I am by far not the only person who has had to deal with workplace bullying. The union Unite, based in the UK, reported the following in a ComputerWeekly 2008 article.

"One woman quit after she received e-mails last thing at night with work to be done for the next morning, was given impossible deadlines to meet, and was ridiculed in front of her colleagues."

A 2014 article on the HR website describes the story of another victim, "Alex", as follows...

“It was quite insidious... The odd comment here or there. And he’d work his way through the team. Then he started on me and I stood up to him… and it got really ugly. Really ugly - to the point where I went and got a lawyer.”

Apparently, it took "Alex" five years to start to overcome the mental trauma of her mistreatment.

These are not isolated cases. The scale of bullying and unfair treatment in the tech industry destroys health and careers, costing the industry billions in reduced performance, sick leave and staff turnover. We should be doing better.

The Scale of the Problem

Various surveys, and high profile bullying and staff mistreatment scandals over the past 20 years paint a gloomy picture.

The first survey I could find was written in 2002. 3500 UK staff were surveyed by Mercer Human Resources Consulting. 21% of respondents claimed they had been bullied at least once in the past year, with 7% of those suffering chronic bullying. Of those bullied at least once, 24% were middle managers and 17% were senior managers. Those lower down the management chain were more likely to be bullied. In reference to bullying flowing downhill, Mercer’s Patrick Gilbert states, "The high rate of bullying among managers is a particular area of concern. If managers are the victims of bullying, they are more likely to bully the people they manage."

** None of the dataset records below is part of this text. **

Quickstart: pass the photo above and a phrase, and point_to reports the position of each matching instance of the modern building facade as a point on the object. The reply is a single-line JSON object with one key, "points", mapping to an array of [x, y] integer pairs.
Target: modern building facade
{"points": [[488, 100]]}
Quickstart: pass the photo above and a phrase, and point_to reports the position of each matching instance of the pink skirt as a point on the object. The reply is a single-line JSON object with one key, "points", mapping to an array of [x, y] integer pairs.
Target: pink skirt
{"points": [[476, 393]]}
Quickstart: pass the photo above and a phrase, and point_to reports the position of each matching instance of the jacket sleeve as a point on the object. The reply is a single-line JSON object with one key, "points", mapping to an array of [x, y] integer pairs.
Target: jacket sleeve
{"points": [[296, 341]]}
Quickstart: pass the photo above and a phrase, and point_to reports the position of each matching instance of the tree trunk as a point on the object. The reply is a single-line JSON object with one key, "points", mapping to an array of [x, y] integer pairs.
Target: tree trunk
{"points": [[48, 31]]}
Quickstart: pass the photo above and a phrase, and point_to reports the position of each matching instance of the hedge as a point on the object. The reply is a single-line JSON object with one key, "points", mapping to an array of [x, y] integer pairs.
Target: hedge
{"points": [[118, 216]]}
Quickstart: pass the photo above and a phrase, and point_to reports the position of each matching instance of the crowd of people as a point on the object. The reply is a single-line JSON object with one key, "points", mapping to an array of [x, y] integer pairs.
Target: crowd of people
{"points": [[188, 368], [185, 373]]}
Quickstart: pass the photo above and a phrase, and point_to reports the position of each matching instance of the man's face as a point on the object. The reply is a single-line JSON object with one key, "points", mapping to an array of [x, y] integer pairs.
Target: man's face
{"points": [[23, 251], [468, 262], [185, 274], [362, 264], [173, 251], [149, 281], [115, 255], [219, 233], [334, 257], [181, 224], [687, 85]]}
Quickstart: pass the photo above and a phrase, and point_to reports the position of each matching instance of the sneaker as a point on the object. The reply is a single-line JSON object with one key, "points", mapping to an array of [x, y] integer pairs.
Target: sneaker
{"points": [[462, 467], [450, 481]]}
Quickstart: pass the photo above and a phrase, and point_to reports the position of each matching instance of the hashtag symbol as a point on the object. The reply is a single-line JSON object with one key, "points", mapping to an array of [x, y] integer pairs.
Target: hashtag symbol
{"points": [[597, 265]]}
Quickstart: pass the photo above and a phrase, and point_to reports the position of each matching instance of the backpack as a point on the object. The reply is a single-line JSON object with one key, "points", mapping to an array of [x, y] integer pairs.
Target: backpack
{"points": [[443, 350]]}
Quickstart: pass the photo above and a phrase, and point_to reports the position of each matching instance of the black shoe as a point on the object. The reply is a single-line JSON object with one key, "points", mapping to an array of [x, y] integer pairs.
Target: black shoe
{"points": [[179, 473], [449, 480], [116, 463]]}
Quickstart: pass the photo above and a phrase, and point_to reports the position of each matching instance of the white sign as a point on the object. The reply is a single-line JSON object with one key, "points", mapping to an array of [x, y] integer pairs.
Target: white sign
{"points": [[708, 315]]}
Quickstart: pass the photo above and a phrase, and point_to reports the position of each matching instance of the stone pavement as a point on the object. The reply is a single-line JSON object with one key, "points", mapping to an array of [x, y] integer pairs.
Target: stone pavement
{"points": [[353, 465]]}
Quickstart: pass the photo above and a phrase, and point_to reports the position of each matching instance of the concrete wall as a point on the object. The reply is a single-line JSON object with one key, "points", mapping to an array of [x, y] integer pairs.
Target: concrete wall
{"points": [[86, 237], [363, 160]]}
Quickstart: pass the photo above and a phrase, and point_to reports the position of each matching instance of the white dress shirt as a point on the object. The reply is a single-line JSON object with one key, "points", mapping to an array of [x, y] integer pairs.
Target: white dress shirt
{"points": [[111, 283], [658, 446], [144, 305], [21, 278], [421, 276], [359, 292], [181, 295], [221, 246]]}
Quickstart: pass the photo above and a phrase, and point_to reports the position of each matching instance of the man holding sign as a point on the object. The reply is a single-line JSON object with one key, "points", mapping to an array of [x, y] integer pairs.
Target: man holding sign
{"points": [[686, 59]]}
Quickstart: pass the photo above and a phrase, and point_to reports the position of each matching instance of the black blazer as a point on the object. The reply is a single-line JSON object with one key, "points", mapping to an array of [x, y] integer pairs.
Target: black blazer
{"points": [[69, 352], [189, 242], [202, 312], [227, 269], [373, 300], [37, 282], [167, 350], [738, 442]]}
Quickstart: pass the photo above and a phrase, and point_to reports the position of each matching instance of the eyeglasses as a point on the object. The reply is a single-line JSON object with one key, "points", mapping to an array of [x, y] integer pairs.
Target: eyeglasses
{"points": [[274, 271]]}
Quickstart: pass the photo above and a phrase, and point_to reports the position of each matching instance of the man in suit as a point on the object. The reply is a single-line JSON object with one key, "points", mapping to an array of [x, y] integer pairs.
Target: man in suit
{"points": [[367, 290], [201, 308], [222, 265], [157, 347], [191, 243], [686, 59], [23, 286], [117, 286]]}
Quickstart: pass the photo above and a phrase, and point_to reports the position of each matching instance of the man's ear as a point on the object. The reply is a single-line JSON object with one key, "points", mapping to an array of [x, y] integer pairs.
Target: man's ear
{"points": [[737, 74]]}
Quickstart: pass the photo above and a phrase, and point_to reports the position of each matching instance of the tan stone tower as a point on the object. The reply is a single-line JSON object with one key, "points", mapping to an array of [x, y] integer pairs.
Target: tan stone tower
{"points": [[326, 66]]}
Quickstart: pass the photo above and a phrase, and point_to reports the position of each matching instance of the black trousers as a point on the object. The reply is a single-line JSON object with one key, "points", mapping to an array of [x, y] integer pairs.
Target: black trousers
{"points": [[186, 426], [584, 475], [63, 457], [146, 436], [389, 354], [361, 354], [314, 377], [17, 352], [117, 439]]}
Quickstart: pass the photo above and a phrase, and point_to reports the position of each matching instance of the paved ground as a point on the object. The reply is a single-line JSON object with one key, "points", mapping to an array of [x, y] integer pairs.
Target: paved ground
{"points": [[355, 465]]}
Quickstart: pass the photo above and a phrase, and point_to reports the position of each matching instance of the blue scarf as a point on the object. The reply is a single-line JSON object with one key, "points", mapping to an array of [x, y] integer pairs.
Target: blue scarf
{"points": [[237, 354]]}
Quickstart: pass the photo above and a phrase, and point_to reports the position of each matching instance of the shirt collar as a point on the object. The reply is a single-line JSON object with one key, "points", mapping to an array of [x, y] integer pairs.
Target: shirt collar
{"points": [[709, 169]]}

In the previously mentioned Unite survey of 860 UK IT professionals, 65% believed they had suffered workplace bullying. Examples of the types of behaviours reported in the survey were -

"..unachievable deadlines, excessive monitoring and supervision, and constant criticism on minor matters. More than half said they had been bullied by a more senior member of staff."

"The survey found many victims felt unable to report bullying because of fears that it would get worse, or because they thought their complaints would be dismissed as an inability to cope." A wall of silence had developed with victims feeling unable to speak out.

The Kapor Centre for Social Impact's 2017 Tech Leavers Study surveyed  2006 workers in the US who had left a technology-related job in the past three years. It included questions on bullying, public humiliation, and rude and condescending behaviour, with a focus on minority groups.

Taken from the survey -

"LGBTQ employees were most likely to be bullied (20%) and experience public humiliation or  embarrassment (24%), both at significantly higher rates than non-LGBTQ employees (13%, p<.01).

White and Asian males experienced bullying (16%), public humiliation (16%), and rudeness (25%) more frequently than underrepresented men (9%, 11% and 19%).

Bullying and hostility were most often perpetrated by senior-level employees (53%)"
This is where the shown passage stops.